Information theory for deep learning

   Information-theoretic approaches in deep learning have attracted recent interest due to intriguing fundamental results and new hypotheses. Applying information theory to deep neural networks (DNNs) may provide novel tools for explainable AI via estimation of information flows [1,2], as well as new ways to encourage models to extract and generalize information [1,3,4,5]. Information theory also serves as a basis of some novel results on generalization capabilities and robustness of DNNs [4].


   We plan to cover several research topics on the intersection of deep learning and information theory. Firstly, we are going to explore the process of deep learning through the lense of information bottleneck principle. Our recent work [6] reveals an interesting connection between the certain features of the loss function time plot and the information plane plots: we observe several so-called “compression phases”, with the first one coinciding with the rapid decrease of the loss function. We plan to further investigate this and other interesting phenomena: neural collapse, “grokking”, etc.


   Secondly, we aim to improve existing information-based representation learning approaches. We plan to modify the well-established Deep InfoMax [5] self-supervised representation learning method to allow for an automatic distribution matching, i.e., learning representations admitting a specific distribution. This is an important task for several downstream applications. We are also interested in developing information-theoretic methods for representations disentaglement.


   Finally, with the growing number of applications of information theory to deep learning, accurate estimation of information-theoretic quantities become more and more important. That is why we also plan to develop advanced neural estimators of mutual information and entropy. In [6] we use autoencoders to compress the data and estimate the mutual information between compressed representations. In [7], normalizing flows are utilized to allow for closed-form expressions for mutual information to be used. During our research, we plan to harness the expressive power of diffusion models to assist the estimation of information-theoretic quantities.

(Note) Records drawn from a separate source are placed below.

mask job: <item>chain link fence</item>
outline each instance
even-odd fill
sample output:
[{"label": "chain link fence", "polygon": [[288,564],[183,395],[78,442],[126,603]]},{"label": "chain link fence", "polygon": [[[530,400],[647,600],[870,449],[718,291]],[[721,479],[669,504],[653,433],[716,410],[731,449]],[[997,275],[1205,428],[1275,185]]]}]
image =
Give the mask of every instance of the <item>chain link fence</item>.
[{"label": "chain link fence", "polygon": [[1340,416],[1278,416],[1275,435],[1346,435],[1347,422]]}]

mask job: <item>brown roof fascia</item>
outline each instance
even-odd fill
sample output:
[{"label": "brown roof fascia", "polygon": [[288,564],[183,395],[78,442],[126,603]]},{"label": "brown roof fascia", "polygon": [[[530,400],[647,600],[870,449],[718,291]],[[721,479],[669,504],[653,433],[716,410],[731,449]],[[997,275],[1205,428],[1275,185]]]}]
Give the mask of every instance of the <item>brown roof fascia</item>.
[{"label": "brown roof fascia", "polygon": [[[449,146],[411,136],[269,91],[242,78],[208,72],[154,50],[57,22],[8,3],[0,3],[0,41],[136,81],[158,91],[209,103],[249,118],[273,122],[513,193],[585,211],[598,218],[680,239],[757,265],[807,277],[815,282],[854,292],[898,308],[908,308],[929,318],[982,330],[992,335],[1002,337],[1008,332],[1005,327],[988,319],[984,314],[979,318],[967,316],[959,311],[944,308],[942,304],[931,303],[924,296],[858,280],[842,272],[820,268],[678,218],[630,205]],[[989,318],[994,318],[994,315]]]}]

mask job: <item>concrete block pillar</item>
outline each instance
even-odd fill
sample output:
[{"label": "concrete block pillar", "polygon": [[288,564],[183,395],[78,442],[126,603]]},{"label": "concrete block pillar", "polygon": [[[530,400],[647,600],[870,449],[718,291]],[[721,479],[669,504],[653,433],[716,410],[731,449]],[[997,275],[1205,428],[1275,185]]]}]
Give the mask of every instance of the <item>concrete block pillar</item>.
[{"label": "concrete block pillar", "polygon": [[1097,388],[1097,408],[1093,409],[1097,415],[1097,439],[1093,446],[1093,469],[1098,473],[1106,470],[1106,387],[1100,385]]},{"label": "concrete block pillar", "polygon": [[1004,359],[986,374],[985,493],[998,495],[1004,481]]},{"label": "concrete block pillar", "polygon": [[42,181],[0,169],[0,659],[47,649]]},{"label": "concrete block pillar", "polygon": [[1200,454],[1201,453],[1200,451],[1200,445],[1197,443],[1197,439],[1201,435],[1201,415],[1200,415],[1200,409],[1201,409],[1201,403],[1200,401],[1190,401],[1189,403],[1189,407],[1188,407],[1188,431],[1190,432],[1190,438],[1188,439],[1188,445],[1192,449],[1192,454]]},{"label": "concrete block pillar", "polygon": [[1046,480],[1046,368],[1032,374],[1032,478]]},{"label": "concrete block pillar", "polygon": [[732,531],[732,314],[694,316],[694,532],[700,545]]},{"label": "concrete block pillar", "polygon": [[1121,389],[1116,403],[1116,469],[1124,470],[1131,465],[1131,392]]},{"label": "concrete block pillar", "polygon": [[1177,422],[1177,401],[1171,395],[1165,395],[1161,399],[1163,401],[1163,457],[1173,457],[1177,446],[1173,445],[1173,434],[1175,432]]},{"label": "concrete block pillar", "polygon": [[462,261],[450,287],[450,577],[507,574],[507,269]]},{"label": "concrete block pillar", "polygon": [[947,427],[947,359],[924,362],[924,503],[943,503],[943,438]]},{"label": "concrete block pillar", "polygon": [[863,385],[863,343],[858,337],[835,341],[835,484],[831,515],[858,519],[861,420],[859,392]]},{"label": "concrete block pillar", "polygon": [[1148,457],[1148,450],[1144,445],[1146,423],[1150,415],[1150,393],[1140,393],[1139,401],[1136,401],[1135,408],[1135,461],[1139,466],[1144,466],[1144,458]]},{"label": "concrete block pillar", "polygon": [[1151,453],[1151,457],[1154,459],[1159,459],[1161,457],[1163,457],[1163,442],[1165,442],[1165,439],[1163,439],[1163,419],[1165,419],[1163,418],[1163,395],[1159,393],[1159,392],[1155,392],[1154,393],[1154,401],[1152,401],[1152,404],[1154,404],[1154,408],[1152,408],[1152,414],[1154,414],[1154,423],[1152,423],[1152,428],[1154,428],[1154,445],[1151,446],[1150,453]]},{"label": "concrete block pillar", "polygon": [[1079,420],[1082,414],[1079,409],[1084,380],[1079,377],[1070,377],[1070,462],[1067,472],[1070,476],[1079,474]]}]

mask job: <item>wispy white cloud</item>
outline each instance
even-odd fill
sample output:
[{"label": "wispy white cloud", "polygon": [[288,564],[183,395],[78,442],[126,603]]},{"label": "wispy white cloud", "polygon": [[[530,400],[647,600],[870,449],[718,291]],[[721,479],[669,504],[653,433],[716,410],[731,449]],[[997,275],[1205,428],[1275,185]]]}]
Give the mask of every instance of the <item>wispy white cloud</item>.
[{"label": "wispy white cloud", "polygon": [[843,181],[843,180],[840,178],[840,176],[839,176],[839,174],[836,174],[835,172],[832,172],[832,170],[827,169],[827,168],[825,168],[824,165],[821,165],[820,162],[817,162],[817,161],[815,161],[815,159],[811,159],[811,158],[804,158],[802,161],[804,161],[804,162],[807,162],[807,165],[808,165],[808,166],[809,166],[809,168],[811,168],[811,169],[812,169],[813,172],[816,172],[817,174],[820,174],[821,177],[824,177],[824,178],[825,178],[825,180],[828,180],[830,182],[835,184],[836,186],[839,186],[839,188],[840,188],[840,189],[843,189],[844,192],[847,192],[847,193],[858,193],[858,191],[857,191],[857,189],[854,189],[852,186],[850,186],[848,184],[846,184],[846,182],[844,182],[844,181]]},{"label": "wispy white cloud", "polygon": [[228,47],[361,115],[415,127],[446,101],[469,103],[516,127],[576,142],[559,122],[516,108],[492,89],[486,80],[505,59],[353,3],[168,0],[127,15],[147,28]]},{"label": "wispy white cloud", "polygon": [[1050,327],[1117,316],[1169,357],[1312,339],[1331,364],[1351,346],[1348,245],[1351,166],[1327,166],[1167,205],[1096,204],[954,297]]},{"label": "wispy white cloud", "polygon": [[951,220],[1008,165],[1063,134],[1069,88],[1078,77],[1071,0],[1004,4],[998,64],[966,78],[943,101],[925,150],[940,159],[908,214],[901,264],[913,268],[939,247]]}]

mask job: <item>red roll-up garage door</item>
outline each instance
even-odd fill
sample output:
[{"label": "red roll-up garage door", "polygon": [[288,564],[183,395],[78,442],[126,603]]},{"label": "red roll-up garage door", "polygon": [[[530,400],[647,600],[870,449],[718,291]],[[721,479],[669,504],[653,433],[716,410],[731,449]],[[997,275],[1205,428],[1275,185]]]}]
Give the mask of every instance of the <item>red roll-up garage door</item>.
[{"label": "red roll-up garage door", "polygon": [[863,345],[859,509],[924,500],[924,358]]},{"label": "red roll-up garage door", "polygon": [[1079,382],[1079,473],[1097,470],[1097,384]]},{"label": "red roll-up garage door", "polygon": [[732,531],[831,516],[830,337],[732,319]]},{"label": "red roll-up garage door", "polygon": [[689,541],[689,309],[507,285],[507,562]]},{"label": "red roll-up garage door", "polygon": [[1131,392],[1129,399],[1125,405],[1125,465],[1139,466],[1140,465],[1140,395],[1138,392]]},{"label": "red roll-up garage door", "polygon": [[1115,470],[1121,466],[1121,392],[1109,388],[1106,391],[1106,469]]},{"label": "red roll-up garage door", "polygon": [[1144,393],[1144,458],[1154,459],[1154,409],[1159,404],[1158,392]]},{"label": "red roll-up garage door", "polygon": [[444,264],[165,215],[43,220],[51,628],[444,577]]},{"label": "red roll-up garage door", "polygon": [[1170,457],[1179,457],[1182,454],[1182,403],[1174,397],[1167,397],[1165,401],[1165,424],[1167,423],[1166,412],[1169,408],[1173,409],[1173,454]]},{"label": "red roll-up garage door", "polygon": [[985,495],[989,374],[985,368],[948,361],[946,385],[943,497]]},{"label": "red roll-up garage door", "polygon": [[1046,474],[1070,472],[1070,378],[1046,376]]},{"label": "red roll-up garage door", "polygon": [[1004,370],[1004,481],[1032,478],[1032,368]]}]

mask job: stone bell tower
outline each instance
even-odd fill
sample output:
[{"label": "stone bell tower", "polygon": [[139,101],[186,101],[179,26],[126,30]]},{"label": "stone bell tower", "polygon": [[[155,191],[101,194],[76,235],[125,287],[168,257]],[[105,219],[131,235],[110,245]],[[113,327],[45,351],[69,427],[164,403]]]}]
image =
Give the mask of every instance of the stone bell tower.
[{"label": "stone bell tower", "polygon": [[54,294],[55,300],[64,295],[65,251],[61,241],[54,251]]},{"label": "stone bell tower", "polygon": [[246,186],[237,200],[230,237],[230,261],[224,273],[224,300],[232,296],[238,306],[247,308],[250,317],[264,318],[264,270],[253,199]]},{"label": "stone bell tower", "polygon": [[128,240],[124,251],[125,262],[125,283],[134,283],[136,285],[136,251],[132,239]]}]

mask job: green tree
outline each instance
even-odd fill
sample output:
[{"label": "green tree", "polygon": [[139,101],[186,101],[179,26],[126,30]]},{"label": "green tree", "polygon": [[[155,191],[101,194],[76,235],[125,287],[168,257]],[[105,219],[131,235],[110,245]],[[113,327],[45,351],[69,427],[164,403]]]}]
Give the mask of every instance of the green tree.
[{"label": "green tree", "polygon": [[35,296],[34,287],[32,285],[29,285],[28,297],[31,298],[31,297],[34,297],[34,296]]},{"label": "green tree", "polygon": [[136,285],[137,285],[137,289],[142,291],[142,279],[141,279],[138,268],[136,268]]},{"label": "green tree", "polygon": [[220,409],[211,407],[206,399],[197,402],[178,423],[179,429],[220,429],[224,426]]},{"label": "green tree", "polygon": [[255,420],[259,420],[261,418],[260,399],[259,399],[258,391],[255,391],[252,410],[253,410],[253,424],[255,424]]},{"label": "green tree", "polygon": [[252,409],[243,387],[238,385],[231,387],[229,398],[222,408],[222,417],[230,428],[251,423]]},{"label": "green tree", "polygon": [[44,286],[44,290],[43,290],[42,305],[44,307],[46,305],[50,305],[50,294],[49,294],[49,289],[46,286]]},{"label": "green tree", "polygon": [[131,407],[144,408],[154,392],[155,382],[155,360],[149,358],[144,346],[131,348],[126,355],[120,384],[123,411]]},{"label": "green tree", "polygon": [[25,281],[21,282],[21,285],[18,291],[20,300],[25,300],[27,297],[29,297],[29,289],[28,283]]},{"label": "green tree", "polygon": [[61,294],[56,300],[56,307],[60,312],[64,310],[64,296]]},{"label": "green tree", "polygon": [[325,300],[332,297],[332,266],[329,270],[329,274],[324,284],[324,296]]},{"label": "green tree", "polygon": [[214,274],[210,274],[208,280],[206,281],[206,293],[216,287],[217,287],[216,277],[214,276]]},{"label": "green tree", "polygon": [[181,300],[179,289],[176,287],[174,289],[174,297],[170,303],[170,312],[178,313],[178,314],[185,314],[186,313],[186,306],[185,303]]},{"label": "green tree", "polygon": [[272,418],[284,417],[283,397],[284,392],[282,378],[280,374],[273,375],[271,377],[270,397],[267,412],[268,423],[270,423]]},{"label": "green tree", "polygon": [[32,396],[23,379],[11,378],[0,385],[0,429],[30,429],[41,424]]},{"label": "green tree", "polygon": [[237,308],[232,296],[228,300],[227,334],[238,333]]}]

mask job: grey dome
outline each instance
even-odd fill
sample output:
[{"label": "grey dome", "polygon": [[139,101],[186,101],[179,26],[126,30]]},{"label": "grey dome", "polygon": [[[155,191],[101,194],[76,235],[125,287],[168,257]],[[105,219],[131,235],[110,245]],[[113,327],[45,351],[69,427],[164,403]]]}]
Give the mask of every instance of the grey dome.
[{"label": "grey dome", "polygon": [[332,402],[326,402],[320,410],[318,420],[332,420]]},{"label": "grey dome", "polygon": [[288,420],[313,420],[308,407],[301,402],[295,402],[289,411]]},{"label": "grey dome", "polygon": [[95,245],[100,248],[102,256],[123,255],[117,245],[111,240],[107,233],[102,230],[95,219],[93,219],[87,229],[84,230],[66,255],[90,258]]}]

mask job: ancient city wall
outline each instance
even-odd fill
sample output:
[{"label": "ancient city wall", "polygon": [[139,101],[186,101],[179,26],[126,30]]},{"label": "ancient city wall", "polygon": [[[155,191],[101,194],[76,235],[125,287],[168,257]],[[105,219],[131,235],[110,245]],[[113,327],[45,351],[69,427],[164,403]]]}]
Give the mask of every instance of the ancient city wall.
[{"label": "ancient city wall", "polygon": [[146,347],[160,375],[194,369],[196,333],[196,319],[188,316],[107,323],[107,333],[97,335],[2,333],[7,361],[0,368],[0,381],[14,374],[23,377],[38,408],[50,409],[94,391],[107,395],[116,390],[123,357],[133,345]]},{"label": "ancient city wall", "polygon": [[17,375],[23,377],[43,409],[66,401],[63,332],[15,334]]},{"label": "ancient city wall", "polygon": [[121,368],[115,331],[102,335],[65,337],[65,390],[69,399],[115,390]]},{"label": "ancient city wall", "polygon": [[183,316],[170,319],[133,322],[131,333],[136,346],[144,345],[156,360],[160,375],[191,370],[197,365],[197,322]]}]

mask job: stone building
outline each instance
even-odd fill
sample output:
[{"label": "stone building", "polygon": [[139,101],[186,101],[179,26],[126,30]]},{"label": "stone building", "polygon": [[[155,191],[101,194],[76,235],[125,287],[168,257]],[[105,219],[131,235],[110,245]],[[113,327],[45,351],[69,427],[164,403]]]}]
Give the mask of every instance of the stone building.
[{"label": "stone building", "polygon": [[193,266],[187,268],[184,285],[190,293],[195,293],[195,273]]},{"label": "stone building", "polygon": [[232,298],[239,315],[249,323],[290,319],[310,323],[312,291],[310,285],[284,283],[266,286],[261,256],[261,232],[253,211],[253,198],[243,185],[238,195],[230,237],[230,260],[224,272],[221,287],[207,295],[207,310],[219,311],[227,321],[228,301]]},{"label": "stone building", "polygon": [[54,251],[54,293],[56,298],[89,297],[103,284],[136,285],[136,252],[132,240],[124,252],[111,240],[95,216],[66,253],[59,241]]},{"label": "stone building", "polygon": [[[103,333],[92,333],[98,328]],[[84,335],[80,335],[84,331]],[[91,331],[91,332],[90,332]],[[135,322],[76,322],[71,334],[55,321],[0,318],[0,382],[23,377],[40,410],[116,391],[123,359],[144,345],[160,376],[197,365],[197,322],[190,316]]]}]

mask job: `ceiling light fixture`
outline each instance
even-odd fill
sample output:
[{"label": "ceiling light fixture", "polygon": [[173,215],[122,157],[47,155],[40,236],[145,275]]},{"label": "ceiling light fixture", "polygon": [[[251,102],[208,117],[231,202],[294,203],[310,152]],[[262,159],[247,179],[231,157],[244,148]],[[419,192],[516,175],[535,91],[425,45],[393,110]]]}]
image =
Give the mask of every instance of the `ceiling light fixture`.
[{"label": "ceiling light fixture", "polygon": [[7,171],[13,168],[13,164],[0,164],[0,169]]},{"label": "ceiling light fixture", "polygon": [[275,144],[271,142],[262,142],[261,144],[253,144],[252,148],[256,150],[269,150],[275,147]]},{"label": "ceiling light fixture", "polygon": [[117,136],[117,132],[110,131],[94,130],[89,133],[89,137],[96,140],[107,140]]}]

   Information plane plots for the MNIST classifier. The lower left parts of the plots (b)-(d) correspond to the first epochs. We use 95% asymptotic CIs for the MI estimates acquired from the compressed data. The colormap represents the difference of losses between two consecutive epochs.  

Grants:

1. 2020–2021, Russian Foundation for Basic Research, Scientific Mentoring, “19-37-51036 – Information-theory based analysis of deep neural networks”.

References:
1. R. Shwartz-Ziv and N. Tishby, Opening the black box of deep neural networks via information,CoRR, vol. abs/1703.00810, 2017.
2. Z. Goldfeld, E. Van Den Berg, K. Greenewald, I. Melnyk, N. Nguyen, B. Kingsbury, and Y. Polyanskiy, Estimating information flow in deep neural networks, Proceedings of Machine Learning Research, vol. 97, pp. 2299-2308, 2019.
3. Tishby, Naftali; Pereira, Fernando C.; Bialek, William (September 1999). The Information Bottleneck Method. The 37th annual Allerton Conference on Communication, Control, and Computing. pp. 368–377.
4. Kenji Kawaguchi, Zhun Deng, Xu Ji, Jiaoyang Huang. How Does Information Bottleneck Help Deep Learning? Proceedings of the 40th International Conference on Machine Learning, PMLR 202:16049-16096, 2023.
5. R Devon Hjelm, Alex Fedorov, Samuel Lavoie-Marchildon, Karan Grewal, Phil Bachman, Adam Trischler, and Yoshua Bengio. Learning deep representations by mutual information estimation and maximization. arXiv:1808.06670, 2019
6. Ivan Butakov, Alexander Tolmachev, Sofia Malanchuk, Anna Neopryatnaya, Alexey Frolov, and Kirill Andreev. Information bottleneck analysis of deep neural networks via lossy compression. In The Twelfth International Conference on Learning Representations, 2024
7. Ivan Butakov, Aleksander Tolmachev, Sofia Malanchuk, Anna Neopryatnaya, Alexey Frolov. Mutual information estimation via normalizing flows. arXiv preprint arXiv:2403.02187, 2024.